To ensure that both parties have an opportunity to review a record of the arbitration, the Arbitrator will maintain, in cooperation with the parties, a record of the arbitration proceedings for a period of one year after the Arbitrator’s award is issued. The record is to include at a minimum all documents and exhibits produced in connection with the hearing, all briefs submitted by the parties, the award of the Arbitrator, a record of the arbitration hearing, and the written decision of the Arbitrator. A record of the arbitration hearing may be made by verbatim transcription, at the election of either party. The party making the election shall pay the costs associated with the transcription. All aspects of the arbitration, including the record, are confidential and not open to the public except to the extent both parties might otherwise agree in writing, the record is necessary for any subsequent proceeding between the parties, or the record is necessary to respond to an order of a governmental agency or legal process.

In conducting the arbitration hearing, technical compliance with the rules of evidence shall not be necessary. However, applicable law with respect to privilege, including attorney-client privilege, work product, and compromise and offers to compromise must be followed.

Arbitration Award and Decision

The Arbitrator may award any remedy or relief that would have been available to the parties in their individual capacities had the matter been heard in a court or administrative body of competent jurisdiction under the substantive law of the relevant jurisdiction. The Arbitrator shall issue a written decision revealing the essential findings and conclusions upon which the Arbitrator’s decision and/or award is based. Except as otherwise provided by law, the Arbitrator’s decision will be final and binding upon the parties.

Upon a finding that either the employee or the Company has sustained the burden of persuasion as to a legally cognizable claim, the Arbitrator shall have the same power and authority (and no more) as would a judge in court to grant monetary damages or such other relief (including reasonable costs and attorney fees) as may be in conformance with applicable principles of common, decisional, and statutory law in the relevant jurisdiction. The Arbitrator has the same power and authority to grant summary judgment as would a judge in court in the relevant jurisdiction. The Arbitrator is empowered to enforce offers of judgment and similar statutory mechanisms in the relevant jurisdiction. Both parties have a duty to mitigate any damages that might have been sustained.

Employment Status

This Program does not in any way alter the “at-will” status of an Employee’s employment. Nothing in this Program will limit an Employee’s right to resign from the Company, or the Company’s right to terminate the Employee’s employment for any reason at any time.

Location

Unless otherwise agreed to by the parties, any mediation or arbitration will take place at the AAA office closest to the office or plant where the Employee works or last worked for the Company.

Non-Retaliation

The Company is committed to resolving legitimate disputes quickly and reasonably. The Company forbids any retaliation against any Employee who in good faith pursues a dispute under this Program.
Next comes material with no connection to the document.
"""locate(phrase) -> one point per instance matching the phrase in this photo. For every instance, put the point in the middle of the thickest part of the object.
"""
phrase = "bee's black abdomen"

Change, Modification or Discontinuation

The terms of this Program in effect at the time of the facts giving rise to the dispute took place are the terms that will be binding on the Company and the Employee. Otherwise, the Company reserves the right to change, modify or discontinue this Program at any time upon prior written notice to the Employee.

Severability

Should any portion of this Program be found unenforceable, such portion shall be severed from this Program and the remaining portions shall continue to be enforceable to the maximum extent permitted by law.

Construction of this Dispute Resolution Program

The Company is a multi-state business engaged in transactions involving interstate commerce and this Program evidences a transaction involving such interstate commerce. Accordingly, the terms of this Program shall be construed and enforced in accordance with the Federal Arbitration Act, which is codified at 9 U.S.C. § 1 et seq.

Sole and Entire Agreement

The Program expresses the entire agreement between the Employee and the Company concerning the procedures for resolving arbitrable claims.

Modification or Revocation of the Program

This Program shall survive the termination of Employee’s employment with the Company. It may only be revoked or modified by:

  • A writing signed by the Employee and the President of the Company (acting in his or her capacity as President of the Company) stating an intent to revoke, supersede, or modify this Agreement; OR
  • A future dispute resolution program or agreement that: is in writing; provides for the resolution of arbitral claims; states an intent to modify, revoke, or supersede any prior agreement between the Company and the Employee governing the procedures for resolving the arbitrable claims; and is offered by the Company, and accepted by the Employee, as a condition of future or continued employment by the Company.

No Limitation on Right to Engage in Protected Concerted Activities

This Program does not restrict or prohibit, and shall not be construed to restrict or prohibit, the Employee’s right to engage in concerted activities protected by Section 7 of the National Labor Relations Act, which is codified at 29 U.S.C. § 157. Information about such rights is available on the National Labor Relations Board’s website: https://www.nlrb.gov/. The Company will not retaliate against the Employee for exercising any rights given to the Employee by Section 7 of the National Labor Relations Act.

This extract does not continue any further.